腰をおろすと鼻の頭のそばかすが目立つ気の強そうな女の子がメニューを
持ってきてくれた。福島弁がほとんど分からない僕が、メニューを開いて
「標準語?」と尋ねると、女の子はちょっと自慢げにアゴをあげて、
「もちろん!!注文は何にする?今日は少し暑いから冷たい飲み物がいいんじゃ
ないかしら・・・」と標準語でしゃべり続けている。

 いつも間にか若者達がZZR250を取り囲み早口の福島弁で語り合っていた。
僕には彼らが話している内容は分からないが気持ちは伝わってくる。
彼らもバイク好きなのだ。

「このバイクは250ccなんだ」と標準語で説明しながら小物入れや
バンジーフックを操作して見せる。
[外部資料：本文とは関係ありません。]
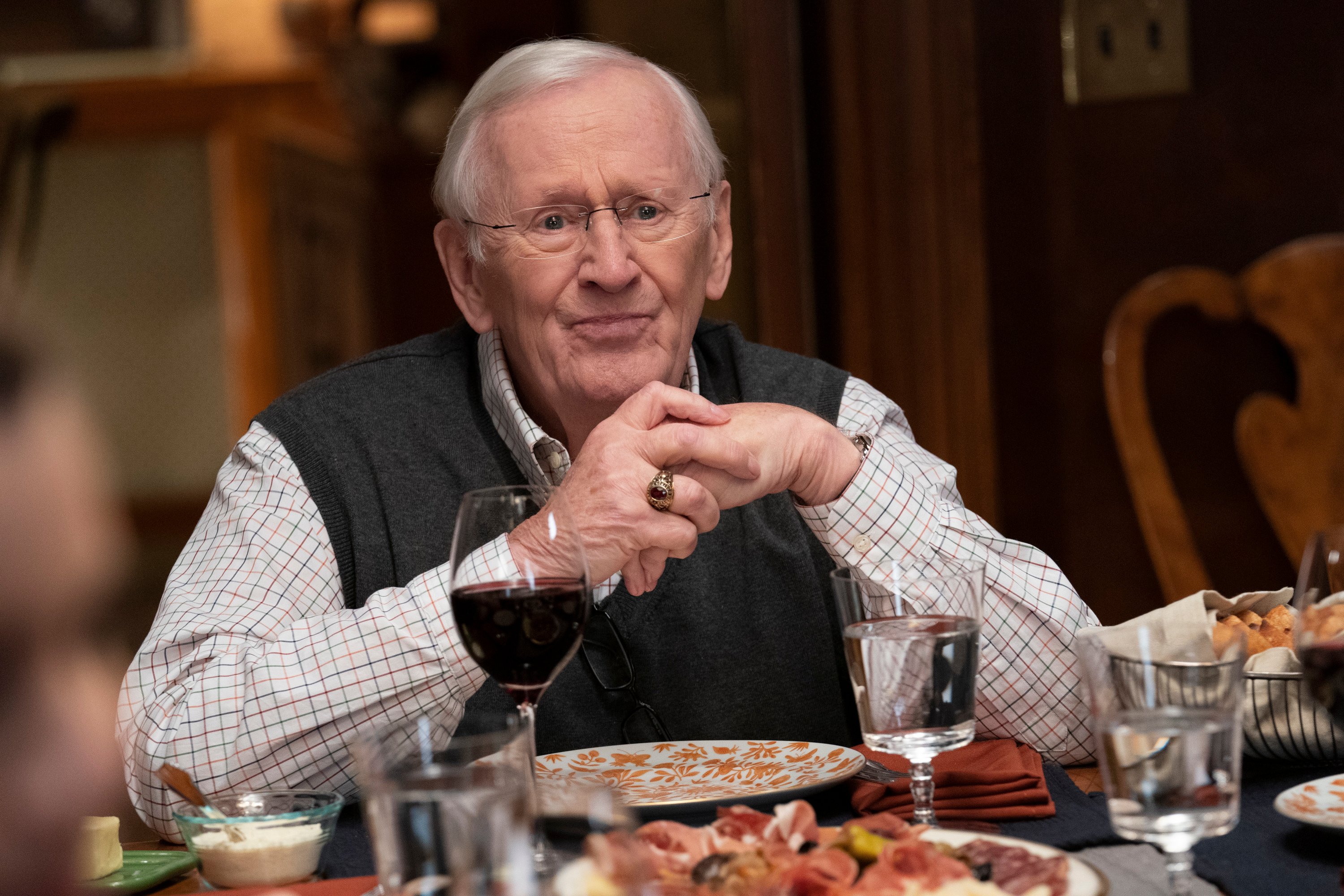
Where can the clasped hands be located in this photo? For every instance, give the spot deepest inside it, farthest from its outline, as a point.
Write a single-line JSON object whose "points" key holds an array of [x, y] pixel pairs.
{"points": [[721, 457]]}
胸の前でメニューを抱えて女の子が通訳してくれた。
若者の一人は「信じられない」といった様子で大げさに空を仰いだ。
768774RR:2007/12/15(土) 23:38:25 ID:+U/Ggl13
ひとしきりZZR250が250ccであることを説明し終わった僕は彼女に
「ミルクコーヒーをくだっしょ。」と覚えたばかりの福島弁でオーダーすると、
「しゃべれるではないだぁ〜か。」といいながら厨房に引っ込んでいった。

 ジャケットのポケットからしわくちゃになった地図を取り出す。福島全土を
1枚でカバーする地図の上では僕の移動距離はほんの数十センチだ。福島は広い。
だからこそいくら走っても飽きることがない。

 僕が地図を広げたのを目ざとく見つけた若者達が何かいいながら寄って来た。
女の子に通訳を頼んだ。「この近くにステキな島があるって。私もいったことあるけど
大好きな場所。最後にいったのは確か・・・。」自分の世界に入ってしまった彼女。
逆光の中、ZZR250のシルエットが浮かび上がっている。

 喉の渇きは癒えた。そろそろ出発しよう。彼女や若者たちと再会することもないだろう。
僕は彼らがすすめてくれた島に向かうつもりだ。

そこに何もなくたっていい。
ただZZR250で走れれば、それだけで充分だ。